5 Ways to Improve Your Morning Routine, According to Experts

April 28, 2016

Top docs, psychologists and dietitians explain how they optimize their a.m. hours

Whether you’re an early bird or the definitive opposite of a morning person, a mounting body of research shows that exactly what you do (or don’t do) during the first few hours of your day makes a huge impact on your happiness, productivity levels and even your overall health.

Here are seven simple expert-backed ways that you can tweak your morning routine for major all-day benefits. Bonus: They might also turn you into a morning person.
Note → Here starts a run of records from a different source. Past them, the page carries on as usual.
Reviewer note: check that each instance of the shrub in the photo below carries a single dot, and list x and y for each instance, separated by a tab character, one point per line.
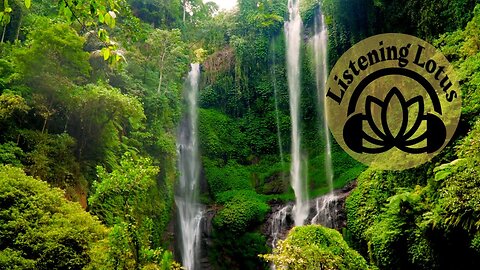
315	247
40	229
240	213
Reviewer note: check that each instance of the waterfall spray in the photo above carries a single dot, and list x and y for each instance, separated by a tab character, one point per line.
277	114
186	199
293	29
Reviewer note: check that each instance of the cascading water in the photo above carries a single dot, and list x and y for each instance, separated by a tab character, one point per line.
293	29
186	199
321	74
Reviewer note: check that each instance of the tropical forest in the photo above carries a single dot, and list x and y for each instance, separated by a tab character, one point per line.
197	135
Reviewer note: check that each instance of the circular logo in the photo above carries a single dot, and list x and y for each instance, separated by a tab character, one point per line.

1. Shift to a morning workout schedule
Besides allowing you to get in your daily workout before, well, life happens, morning workouts have a way improving your entire day. “I have more energy on the days when I work out in the mornings, rather than in the evenings,” says Dr. James Ting, a board-certified sports medicine physician in California, who notes that morning exercise can improve energy levels, slash stress and reduce food cravings throughout the rest of your day.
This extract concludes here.